My daughter has been nagging to see my WIP but so far I've resisted. I know that one little comment that is in the slightest critical will be very bad for my fragile confidence and is likely to bring my project to a premature end.

I just want to get the book written. She can be as critical as she wishes then and I will take it in good stead. Indeed I will welcome constructive criticism at that point.

However, I wonder if in your position, i.e. a PhD, if I would be as sensitive. I presume your supervisor is supportive and would guess that s/he has experience of working with other postgrads who are as nervous of their WIP. I am sure it will be more helpful than less of a torture than you think.
Be brave and good luck.

Rowan Coleman said...

I can only say that I actively seek readings (from a short list of three people) while i'm writing a novel. I think you do have to be prepared for a bit of constuctive critiscism if only because when writing a long work you become so close and involved in it your sometimes can't see the big picture. A fresh pair of eyes can spot somethng that you simply haven't noticed but that a reader would pick up on straight away. From a personal point of view I like to work on those things as I go along rather than face a giant re-draft at the end. My advice on how to keep writing when you're stuck is to keep writing! Even when it's painful and you know every single word you're writing is dreadful, eventually you'll get through it and the good stuff will come again and at least you won't have lost the writing habit waitng for it!

hesitant scribe said...

Thank you to all of you for your feedback on this one.

Leather - that's a good idea. I do have one reader I share WIP with, and another one I share the more edited samples with, but it takes me forever!

Kevin - an interesting way to work, and a bit like me. I am essentially a short story writer, and am sticking together a series of narratives to make the novel. I think I'm just drowning in my own 'bits' at the moment, and feeling a little sorry for myself! About two days ago I sorted all this bits into a file and feel a little better :)

Liz - yeah it was good to talk about the novel with someone, and have to argue for its right to exist - which is what a PhD is, as far as i can work out!

Dot - my supervisor is wonderful, and very supportive - and a writer so she understands the issues. She is also a supervisor though, so has to be tough with me at times (like last Thursday!) but heavens - do I ever need it! I think I'd prefer to be able to give her the whole thing when it's done rather than the bits though!

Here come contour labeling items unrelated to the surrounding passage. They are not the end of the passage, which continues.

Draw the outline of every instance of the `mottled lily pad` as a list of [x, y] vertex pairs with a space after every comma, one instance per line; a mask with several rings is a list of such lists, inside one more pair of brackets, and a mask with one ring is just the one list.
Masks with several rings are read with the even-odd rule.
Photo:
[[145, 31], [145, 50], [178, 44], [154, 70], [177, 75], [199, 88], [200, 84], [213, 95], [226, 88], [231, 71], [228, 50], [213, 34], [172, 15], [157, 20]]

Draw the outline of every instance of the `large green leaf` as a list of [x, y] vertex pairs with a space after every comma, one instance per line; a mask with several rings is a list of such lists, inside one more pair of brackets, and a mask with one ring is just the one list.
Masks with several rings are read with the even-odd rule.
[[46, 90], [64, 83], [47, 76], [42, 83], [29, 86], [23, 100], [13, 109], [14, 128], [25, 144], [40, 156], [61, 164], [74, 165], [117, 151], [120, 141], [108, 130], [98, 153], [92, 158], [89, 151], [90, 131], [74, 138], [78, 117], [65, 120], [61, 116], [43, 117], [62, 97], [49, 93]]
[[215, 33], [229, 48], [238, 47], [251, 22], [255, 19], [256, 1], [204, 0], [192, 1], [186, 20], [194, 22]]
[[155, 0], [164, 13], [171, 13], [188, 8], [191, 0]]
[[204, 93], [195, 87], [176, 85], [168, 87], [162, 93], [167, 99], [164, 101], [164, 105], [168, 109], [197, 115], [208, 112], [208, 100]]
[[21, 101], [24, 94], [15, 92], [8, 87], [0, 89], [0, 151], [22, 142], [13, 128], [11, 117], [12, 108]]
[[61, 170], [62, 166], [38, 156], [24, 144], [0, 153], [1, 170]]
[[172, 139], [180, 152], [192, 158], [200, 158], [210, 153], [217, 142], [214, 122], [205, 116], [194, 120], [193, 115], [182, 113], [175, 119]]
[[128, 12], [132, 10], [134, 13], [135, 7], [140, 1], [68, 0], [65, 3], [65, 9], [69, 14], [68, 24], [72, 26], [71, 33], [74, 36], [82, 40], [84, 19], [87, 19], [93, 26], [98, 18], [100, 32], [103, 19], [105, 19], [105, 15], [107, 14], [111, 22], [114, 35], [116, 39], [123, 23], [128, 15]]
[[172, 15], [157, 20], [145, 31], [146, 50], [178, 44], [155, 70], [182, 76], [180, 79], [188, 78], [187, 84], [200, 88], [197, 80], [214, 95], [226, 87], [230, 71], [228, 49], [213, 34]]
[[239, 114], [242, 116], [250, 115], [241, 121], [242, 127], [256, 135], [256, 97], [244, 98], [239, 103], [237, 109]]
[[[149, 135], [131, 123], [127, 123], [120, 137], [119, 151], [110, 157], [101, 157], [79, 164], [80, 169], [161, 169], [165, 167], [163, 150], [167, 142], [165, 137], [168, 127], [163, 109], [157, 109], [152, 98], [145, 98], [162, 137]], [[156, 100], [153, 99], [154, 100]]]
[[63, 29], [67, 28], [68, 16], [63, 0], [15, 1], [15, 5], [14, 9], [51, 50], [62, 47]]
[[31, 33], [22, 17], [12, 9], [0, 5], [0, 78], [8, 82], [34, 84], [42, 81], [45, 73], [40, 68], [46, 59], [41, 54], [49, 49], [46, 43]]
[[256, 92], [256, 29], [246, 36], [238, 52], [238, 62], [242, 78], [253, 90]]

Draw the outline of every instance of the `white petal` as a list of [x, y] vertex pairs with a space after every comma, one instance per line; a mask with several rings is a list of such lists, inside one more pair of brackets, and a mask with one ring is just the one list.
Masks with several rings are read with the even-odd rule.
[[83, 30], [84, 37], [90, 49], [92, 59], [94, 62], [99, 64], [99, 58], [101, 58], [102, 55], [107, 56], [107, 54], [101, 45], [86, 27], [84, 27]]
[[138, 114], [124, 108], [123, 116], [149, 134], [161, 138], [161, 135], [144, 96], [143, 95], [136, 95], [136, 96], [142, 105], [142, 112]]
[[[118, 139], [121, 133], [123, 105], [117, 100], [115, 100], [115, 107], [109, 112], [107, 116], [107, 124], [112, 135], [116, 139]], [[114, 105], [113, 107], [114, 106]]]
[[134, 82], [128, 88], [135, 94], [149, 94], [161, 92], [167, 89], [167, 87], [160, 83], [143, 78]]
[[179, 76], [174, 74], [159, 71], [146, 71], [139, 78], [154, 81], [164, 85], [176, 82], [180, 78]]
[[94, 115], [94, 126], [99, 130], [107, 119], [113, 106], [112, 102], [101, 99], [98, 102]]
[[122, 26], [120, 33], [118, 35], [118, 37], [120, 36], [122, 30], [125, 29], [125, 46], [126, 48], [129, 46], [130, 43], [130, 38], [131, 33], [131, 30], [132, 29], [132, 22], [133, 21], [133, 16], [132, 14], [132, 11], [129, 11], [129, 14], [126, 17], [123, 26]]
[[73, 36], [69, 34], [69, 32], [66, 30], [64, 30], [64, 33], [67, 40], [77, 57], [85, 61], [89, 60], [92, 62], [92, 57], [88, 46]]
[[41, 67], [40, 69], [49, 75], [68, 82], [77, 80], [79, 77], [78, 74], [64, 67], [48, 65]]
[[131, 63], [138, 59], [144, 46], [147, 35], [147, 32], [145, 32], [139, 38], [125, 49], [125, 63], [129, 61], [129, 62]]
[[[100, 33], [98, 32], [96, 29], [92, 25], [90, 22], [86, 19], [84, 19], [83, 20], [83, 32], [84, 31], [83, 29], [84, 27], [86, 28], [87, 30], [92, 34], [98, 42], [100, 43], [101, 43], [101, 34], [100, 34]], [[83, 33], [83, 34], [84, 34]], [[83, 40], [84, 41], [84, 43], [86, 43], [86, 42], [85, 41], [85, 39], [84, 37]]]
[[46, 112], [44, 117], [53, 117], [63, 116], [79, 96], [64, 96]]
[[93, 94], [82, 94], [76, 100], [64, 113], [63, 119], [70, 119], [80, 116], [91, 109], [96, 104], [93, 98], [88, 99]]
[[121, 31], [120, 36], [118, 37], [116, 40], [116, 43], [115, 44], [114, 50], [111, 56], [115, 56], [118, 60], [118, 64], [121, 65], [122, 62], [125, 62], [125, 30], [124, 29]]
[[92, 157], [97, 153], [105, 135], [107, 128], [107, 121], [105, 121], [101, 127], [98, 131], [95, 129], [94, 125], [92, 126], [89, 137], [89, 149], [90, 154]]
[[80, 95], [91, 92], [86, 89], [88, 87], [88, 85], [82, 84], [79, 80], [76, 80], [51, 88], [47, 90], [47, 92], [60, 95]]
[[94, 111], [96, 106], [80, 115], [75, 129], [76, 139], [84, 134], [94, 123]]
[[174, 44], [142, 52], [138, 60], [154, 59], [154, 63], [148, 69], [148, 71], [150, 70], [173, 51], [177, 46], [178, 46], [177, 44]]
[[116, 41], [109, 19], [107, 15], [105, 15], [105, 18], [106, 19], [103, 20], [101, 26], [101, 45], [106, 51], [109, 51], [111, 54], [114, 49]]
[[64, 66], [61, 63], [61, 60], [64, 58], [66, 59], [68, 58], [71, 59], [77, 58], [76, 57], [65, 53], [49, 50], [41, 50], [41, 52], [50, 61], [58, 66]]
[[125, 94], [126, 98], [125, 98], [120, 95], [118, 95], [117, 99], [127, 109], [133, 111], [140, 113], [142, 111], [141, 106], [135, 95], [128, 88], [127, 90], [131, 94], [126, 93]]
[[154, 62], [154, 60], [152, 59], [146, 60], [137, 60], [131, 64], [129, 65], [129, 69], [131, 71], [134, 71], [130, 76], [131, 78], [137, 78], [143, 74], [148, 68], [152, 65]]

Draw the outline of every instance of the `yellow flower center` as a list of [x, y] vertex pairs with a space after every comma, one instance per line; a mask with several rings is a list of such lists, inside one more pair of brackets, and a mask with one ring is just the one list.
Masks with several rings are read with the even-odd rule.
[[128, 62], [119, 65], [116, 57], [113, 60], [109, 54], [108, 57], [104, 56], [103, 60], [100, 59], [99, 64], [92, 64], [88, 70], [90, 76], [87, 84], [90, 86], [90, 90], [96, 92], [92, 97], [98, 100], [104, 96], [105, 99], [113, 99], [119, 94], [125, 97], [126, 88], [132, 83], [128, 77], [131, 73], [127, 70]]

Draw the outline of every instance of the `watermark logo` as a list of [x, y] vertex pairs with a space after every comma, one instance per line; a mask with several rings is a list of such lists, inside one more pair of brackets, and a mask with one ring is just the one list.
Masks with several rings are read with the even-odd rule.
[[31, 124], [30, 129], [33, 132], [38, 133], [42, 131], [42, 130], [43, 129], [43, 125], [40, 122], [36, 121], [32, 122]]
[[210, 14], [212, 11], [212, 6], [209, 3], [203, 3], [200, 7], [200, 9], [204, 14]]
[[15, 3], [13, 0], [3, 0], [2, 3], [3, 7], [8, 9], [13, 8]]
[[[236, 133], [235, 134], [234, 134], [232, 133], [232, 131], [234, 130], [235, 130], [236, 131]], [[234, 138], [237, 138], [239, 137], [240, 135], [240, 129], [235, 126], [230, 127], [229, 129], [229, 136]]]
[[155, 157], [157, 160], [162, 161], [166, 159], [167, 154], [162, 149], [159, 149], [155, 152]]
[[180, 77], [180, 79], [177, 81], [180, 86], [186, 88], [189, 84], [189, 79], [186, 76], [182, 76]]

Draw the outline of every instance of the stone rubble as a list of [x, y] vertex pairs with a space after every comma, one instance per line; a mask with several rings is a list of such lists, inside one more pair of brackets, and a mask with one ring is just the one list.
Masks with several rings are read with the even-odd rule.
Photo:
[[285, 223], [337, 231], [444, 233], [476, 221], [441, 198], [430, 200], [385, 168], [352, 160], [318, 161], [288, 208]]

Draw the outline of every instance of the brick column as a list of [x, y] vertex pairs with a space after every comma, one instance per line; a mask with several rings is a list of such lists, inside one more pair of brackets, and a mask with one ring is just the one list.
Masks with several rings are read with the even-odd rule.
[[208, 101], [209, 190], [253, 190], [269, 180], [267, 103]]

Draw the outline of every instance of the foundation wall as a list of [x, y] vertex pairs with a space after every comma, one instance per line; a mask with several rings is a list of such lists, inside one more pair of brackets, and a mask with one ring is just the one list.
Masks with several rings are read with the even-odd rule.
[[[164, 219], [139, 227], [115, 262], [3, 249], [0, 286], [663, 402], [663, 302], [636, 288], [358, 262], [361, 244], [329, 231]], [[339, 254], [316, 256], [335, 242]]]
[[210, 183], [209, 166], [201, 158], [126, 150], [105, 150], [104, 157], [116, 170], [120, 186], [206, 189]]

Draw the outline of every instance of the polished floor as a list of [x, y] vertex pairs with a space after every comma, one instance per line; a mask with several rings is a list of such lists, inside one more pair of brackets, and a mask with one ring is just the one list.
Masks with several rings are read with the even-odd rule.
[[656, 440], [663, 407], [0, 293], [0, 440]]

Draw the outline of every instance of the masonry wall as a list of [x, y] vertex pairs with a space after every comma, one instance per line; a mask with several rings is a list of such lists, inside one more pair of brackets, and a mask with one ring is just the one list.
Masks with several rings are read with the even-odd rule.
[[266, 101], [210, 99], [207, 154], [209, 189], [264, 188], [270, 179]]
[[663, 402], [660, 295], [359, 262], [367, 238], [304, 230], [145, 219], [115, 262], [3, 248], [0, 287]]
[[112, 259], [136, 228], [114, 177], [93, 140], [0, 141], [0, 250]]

Rowan - the longest thing I've done so far was a short story collection of around 25K and I did polish those as I went along. I think I'm in the process of learning how I approach a longer piece (i.e. novel length). It's a massive learning curve though!

Oh well. We live and learn and eh! I am feeling much encouraged by everyone. Thank you so much!

Fionamac said...

I know it sounds like I'm working for YouWriteOn.co but I promise I'm not..it just seems a good idea and one that might work for you.

Our WIPs are like our children, we can criticise them but God help anyone else who does. It really can be that painful so consider how ready you might be for that?

Having said that, I could such helpful comments that I felt inspired to continue and put a lot of their advice to work. One, reviewer (and these are few and far between), had me in tears with her vitriolic comments.